Hay
una parte adolescente en mi espíritu de lector que todavía no ha muerto (y que
espero que no lo haga nunca): la fascinación por los misterios. O por aquellos
acontecimientos que, presentados de forma sagaz (o marrullera: no lo
discutiré), se aureolan con el nimbo del misterio. Me refiero a las
interpretaciones esotéricas sobre el mundo de las pirámides, a la búsqueda del
Santo Grial, a las escrituras antiguas que aún no han sido descifradas, a los
ooparts, a las vírgenes negras, al Arca de la Alianza o a la misteriosa
geometría de las catedrales cristianas. ¿Creo que tras estos relatos se esconde
una Verdad escondida o perdida?
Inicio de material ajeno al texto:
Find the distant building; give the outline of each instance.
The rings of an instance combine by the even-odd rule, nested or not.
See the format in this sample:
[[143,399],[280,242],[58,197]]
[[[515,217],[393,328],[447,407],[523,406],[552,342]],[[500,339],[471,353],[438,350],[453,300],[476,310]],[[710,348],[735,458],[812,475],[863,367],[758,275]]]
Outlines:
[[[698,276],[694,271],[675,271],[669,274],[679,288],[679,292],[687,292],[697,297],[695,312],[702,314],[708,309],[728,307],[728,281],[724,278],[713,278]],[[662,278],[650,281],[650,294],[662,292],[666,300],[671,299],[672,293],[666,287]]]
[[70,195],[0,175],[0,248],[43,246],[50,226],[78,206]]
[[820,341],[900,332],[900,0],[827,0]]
Ni lo sé ni me preocupa. Soy poco dado a
perderme en trascendencias y muy poco proclive a veleidades místicas. Pero me
gusta mucho aproximarme a esas narraciones y a esas imágenes, porque no tengo
problema en reconocer que disfruto como un crío con ellas: me distraen, me
sorprenden, me embelesan, me (vuelvo a utilizar la palabra del comienzo) fascinan.
En
esta novela (o “construcción legendaria”, como el mismo autor la bautiza con
tino), que lleva por título Las puertas templarias, he disfrutado con
bastantes de los ingredientes apuntados arriba: combates de ángeles contra
demonios, fuentes de energía que permanecen ocultas, organizaciones de poder
casi ilimitado (que permanecen en la sombra), custodios de secretos milenarios…
Javier Sierra, que conoce perfectamente ese mundo de anomalías y que sabe
vertebrarlas entre sí para provocar la curiosidad de los lectores, ha logrado
mantener mi interés desde el principio hasta el final. ¿Que se trata de un
puzle de piezas ensambladas con alfileres? Es posible. ¿Que la mezcla de
culturas y tiempos podría ser desmontada por los especialistas o interpretada
de una manera menos fantástica por algunos científicos? No me cabe la menor
duda. Pero, insisto, yo me he entretenido con los saltos temporales, con las
aventuras de sus protagonistas y he aceptado que, aunque lo verosímil no tiene
por qué coincidir con la realidad, el autor ha sido convincente a la hora de
organizar su espectáculo narrativo.
Dicho lo cual, mi aplauso.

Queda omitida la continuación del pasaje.